Kassym-Jomart Tokaev, elected Kazakhstan’s president in June, is no stranger to the UN. He headed the UN’s office in Geneva before becoming the hand-picked successor of President Nursultan Nazarbaev, who ruled the country for 30 years before his resignation in March.

“President Tokaev knows the UN like few others do, and yet since becoming president, he has failed to bring Kazakhstan closer to UN human rights norms,” said Hugh Williamson, Europe and Central Asia director at Human Rights Watch. “Countries at the UN review should press Tokaev to deliver on much-needed reforms and to respect dissent and public debate.”

Just over eight months after Tokaev was named interim president in March, the transition he promised on several occasions has yet to materialize. In the days surrounding the presidential elections in June, in which Tokaev sailed to victory in a vote observers said was flawed by ballot-stuffing, approximately 4,000 people were detained for protesting the vote.

Once in office, Tokaev promised change. He said his government would reform Kazakhstan’s restrictive protest law by the end of the year, and encouraged local authorities in the meantime to allow protests to take place. In his annual address to the nation in September, he pledged to strengthen the defense of human rights and to carry out “deep reforms of judicial and law enforcement systems.”

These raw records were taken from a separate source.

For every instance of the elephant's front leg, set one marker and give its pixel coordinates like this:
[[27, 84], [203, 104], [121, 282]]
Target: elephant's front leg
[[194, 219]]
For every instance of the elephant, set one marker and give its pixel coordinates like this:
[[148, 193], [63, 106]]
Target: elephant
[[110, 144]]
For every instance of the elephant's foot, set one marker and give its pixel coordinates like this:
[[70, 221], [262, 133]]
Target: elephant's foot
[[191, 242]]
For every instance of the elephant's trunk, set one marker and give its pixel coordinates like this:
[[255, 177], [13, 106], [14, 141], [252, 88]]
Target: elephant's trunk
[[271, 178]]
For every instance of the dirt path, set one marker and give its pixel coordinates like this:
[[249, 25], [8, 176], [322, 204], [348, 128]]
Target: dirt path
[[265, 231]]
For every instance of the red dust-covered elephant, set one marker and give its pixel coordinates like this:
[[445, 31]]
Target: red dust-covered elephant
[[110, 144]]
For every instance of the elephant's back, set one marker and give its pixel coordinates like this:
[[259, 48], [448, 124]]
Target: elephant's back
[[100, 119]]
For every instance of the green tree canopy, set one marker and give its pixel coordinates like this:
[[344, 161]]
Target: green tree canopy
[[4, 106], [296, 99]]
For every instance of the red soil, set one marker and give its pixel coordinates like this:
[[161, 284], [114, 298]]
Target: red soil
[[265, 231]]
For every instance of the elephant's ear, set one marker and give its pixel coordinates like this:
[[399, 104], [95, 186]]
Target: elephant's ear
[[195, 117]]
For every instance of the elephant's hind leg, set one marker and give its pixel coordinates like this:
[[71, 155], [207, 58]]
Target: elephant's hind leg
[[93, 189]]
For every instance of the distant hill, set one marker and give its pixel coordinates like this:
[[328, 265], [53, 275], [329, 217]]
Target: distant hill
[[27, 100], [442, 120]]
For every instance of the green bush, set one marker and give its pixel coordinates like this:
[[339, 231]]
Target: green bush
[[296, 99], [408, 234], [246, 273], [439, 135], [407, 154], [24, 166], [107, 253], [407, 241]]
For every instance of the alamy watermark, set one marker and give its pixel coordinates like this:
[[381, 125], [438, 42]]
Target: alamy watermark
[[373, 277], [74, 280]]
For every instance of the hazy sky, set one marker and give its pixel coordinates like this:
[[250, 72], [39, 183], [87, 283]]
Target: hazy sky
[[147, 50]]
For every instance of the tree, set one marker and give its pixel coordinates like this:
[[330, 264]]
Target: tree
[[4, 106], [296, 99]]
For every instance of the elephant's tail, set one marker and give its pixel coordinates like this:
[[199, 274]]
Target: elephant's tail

However, protesters in Kazakhstan are still often met by large deployments of riot police and mass arrests. While the authorities have allowed some rallies to take place without intervention, in September dozens were arrested for protesting growing Chinese investment in Kazakhstan, and more than 100 people were detained at a rally held by a banned opposition movement.

Several prominent activists remain unjustly behind bars, including Max Bokaev, sentenced to five years in prison for calls for peaceful protests against proposed land code amendments in 2016, and Erlan Baltabay, a trade union activist condemned on charges that appeared politically motivated of misappropriating union funds. Others, like Serikzhan Bilash, whose activism drew attention to the crackdown in China’s Xinjiang region and who pleaded guilty in August to spurious criminal charges of incitement, have since been released, but only on condition that they restrict their public activity.

Organizations that work on controversial issues or are critical of the government are denied official registration, and risk serious penalties by operating without it. And the government continues to restrict independent trade union activity and to persecute trade union activists.

UN members participating in Kazakhstan’s UPR debate should urge Tokaev’s administration to:

  • Respect freedom of assembly by allowing protests to take place without unjustified detentions or arrests, and reform the restrictive protest law;
  • Free those who have been wrongfully imprisoned for activism, particularly Bokaev and Baltabay;
  • Amend criminal code art. 174 on “inciting social, national, clan, racial, class, or religious discord” and art. 274, which broadly prohibits “disseminating knowingly false information,” so as to prevent arbitrary prosecutions that violate human rights norms;
  • End restrictions on independent labor union activity and the persecution of trade union activists.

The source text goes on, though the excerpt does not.